Mar 3 • 11:00 UTC 🇮🇹 Italy Il Giornale

What Matters is Eliminating the Threat, Not the 'After'

The article discusses the current U.S. foreign policy, emphasizing a Jacksonian tradition that prioritizes enemy destruction over international stability.

This article, published by Il Giornale in Italy, sheds light on a key aspect of contemporary U.S. foreign policy which is often overlooked. It argues that understanding this policy requires viewing it through the lens of a longstanding political tradition known as Jacksonianism, named after Andrew Jackson, the seventh President of the United States. This perspective emphasizes the importance of destroying adversaries rather than maintaining international order and stability. According to this view, the destruction of a perceived threat takes precedence over any aftereffects that may impact global or regional equilibrium.

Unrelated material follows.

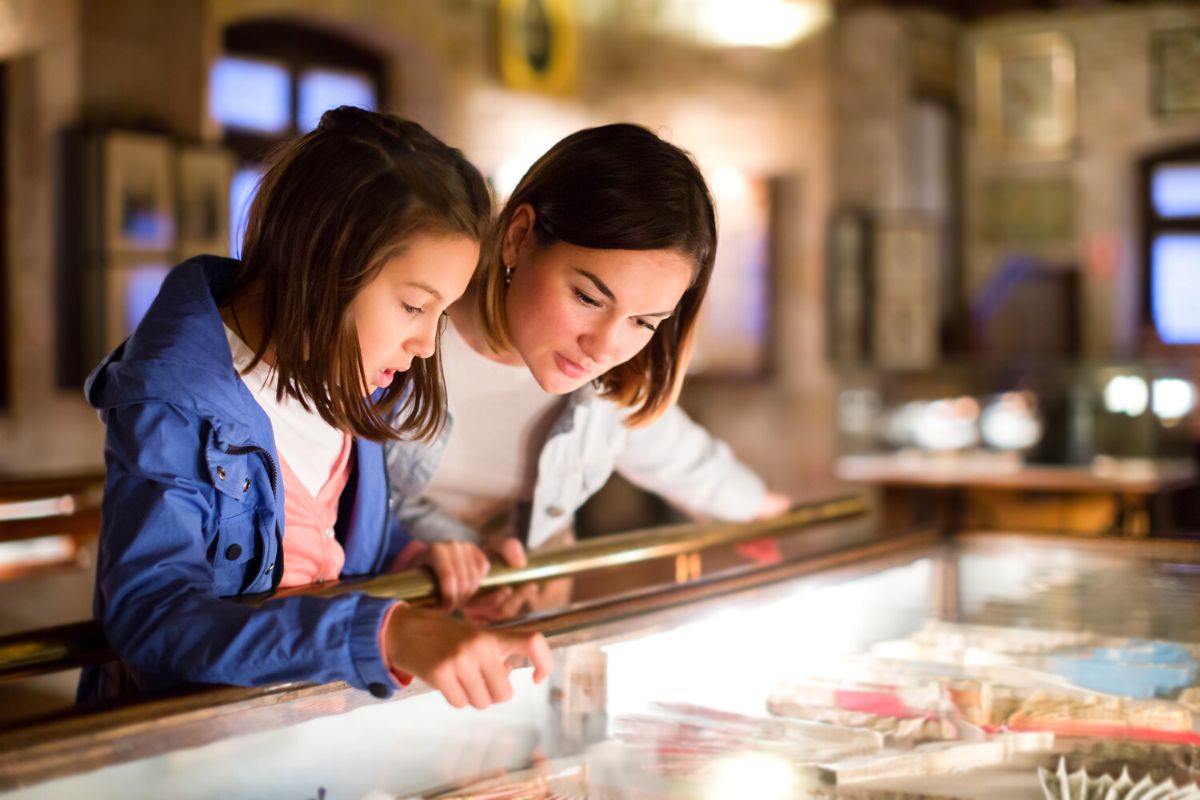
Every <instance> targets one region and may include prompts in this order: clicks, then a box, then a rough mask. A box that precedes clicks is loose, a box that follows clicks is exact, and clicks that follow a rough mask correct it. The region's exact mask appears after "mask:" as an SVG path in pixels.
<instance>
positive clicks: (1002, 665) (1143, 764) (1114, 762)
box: [0, 521, 1200, 800]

The author contends that within this Jacksonian framework, international stability is not an end goal in itself, nor does the aftermath concern the stability of the target nation or the global order. The primary focus is instead on neutralizing immediate threats to national security. This heightened prioritization of national security often leads to a dismissal of the long-term consequences of military interventions, such as regional fragmentation, civil wars, or power vacuums. Such aftereffects are labeled as negligible externalities compared to the imperative of effective threat neutralization.

In its essence, the article invites readers to reconsider the motivations behind U.S. foreign policy decisions and the philosophical underpinnings that guide them. By doing so, it also reflects on the implications that a Jacksonian approach might have not only for the United States but also for global politics, highlighting potential risks that come with prioritizing immediate security over a stable international order.